BANDARLAMPUNG – Praktisi hukum yang juga Ketua Umum Lembaga Transformasi Hukum Indonesia (THI), Wiliyus Prayietno S.H, M.H., memohon kepada Tokoh Budaya, Irjen.Pol Dr. Ike Edwin, S.H., M.H. Mantan Kapolda Lampung yang dikenal dekat dengan masyarakat ini diharapkan dapat terus mengawal penuntasan kasus Maskot Pilkada Monyet Pakai Baju Adat Lampung di Polda Lampung.
Selain itu, dengan ketokohannya sosok Ike Edwin yang dikenal sebagai penggiat anti korupsi, diharapkan dapat mendesak aparat penegak hukum dan Dewan Kehormatan Penyelenggara Pemilu (DKPP) RI. Khususnya agar mengusut penggunaan anggaran serta profesionalitas KPU Bandarlampung.
“Jika bapak Ike Edwin turun langsung, kami yakin kasus ini akan dapat atensi aparat penegak hukum seperti Polda Lampung,” ujar Wiliyus Prayietno, Selasa, 28 Mei 2024.
Menurut Wiliyus, sosok Ike Edwin gelar Gusti Batin Raja Mangku Negara, diketahui memiliki kepedulian yang tinggi pada pelestarian budaya, serta dikenal sebagai tokoh anti korupsi.
“Karenanya, suara dan kepedulian beliau dapat terus mengawal kasus ini sangat diharapkan, agar dapat didengar dan ditindaklanjuti aparat penegak hukum,” mohon Wiliyus yang bersama Ike Edwin pernah bersama-sama mendaftar sebagai Calon Pimpinan Komisi Pemberantasan Korupsi (KPK) beberapa tahun yang lalu .
Seperti diketahui KPU Bandarlampung menetapkan tahapan Pilkada Serentak 2024 tanpa maskot.

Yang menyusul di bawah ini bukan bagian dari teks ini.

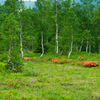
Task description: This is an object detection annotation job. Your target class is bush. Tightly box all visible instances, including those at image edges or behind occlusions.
[83,61,98,67]
[0,62,6,72]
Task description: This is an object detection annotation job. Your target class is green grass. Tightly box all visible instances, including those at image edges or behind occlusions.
[0,53,100,100]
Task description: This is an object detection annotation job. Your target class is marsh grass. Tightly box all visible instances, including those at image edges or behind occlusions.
[0,54,100,100]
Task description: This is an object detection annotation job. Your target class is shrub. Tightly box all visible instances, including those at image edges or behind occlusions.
[77,56,86,61]
[83,61,98,67]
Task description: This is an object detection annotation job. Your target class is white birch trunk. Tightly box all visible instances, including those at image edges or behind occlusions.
[8,41,11,63]
[86,40,89,52]
[76,42,78,52]
[41,32,44,57]
[68,28,73,58]
[56,0,58,53]
[89,43,91,55]
[20,21,24,58]
[98,33,100,55]
[79,39,84,52]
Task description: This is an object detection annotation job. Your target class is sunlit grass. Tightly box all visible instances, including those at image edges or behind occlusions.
[0,54,100,100]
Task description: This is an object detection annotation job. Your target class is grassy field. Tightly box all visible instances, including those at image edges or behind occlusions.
[0,54,100,100]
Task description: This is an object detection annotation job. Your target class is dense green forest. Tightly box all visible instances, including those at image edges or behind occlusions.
[0,0,100,70]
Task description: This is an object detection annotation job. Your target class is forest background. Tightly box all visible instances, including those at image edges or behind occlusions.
[0,0,100,70]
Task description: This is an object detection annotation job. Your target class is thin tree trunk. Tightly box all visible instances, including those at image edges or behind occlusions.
[89,43,91,55]
[56,0,58,53]
[41,32,44,57]
[8,40,11,63]
[20,21,24,58]
[98,41,100,54]
[68,28,73,58]
[79,39,84,52]
[98,33,100,55]
[76,42,78,52]
[86,40,89,52]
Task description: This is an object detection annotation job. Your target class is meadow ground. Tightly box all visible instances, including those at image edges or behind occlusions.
[0,54,100,100]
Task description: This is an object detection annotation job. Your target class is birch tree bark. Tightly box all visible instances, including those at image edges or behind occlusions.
[8,40,11,63]
[79,39,84,52]
[20,21,24,58]
[89,43,91,55]
[56,0,58,53]
[41,32,44,57]
[86,40,89,52]
[68,28,73,58]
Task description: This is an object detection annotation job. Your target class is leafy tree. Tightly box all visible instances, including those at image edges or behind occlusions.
[0,13,22,71]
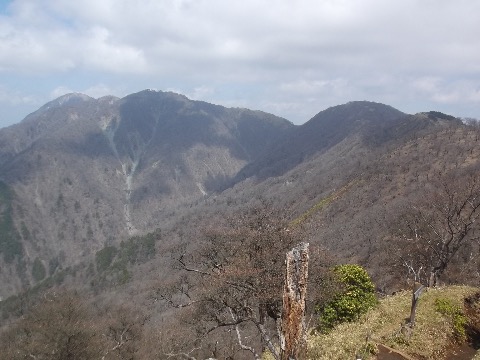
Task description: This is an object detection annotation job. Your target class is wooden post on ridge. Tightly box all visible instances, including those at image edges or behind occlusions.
[280,243,309,360]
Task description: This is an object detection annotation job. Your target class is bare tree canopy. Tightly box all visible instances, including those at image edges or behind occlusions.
[397,175,480,286]
[158,204,329,358]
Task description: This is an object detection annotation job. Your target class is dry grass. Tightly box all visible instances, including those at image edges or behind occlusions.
[309,286,480,360]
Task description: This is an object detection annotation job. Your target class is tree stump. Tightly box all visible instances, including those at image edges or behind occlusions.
[280,243,309,360]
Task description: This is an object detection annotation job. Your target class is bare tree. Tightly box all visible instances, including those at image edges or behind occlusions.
[158,204,334,359]
[0,292,103,360]
[397,175,480,286]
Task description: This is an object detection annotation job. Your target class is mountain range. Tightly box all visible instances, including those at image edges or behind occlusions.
[0,90,480,298]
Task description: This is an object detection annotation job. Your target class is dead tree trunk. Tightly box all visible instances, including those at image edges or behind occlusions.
[280,243,308,360]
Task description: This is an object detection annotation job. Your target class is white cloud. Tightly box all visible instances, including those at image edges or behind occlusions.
[0,0,480,127]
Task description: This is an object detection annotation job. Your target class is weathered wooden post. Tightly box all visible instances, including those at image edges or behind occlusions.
[280,243,308,360]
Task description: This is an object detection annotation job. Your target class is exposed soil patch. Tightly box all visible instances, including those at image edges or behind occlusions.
[445,344,477,360]
[377,344,414,360]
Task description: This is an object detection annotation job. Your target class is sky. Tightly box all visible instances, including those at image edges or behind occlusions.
[0,0,480,127]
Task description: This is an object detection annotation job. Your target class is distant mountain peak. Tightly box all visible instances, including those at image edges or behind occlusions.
[40,93,94,110]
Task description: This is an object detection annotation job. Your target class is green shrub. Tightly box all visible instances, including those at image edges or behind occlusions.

Ini guna menghindari polemik dan protes yang berkembang. Dimana maskot Pilwakot yang sebelumnya diluncurkan berupa hewan Kera atau Monyet mengenakan pakaian adat Lampung dianggap telah melukai dan menghina masyarakat adat. Sehingga memicu penolakan dan berujung pelaporan polisi.
“Saya mengapreasi sikap KPU Bandarlampung yang meniadakan maskot Pilkada Bandarlampung guna meredam gejolak di masyarakat Lampung,” ujar Advokat Peradi Bandarlampung, Hengki Irawan, S.P.,S.H., M.H., Senin, 27 Mei 2024.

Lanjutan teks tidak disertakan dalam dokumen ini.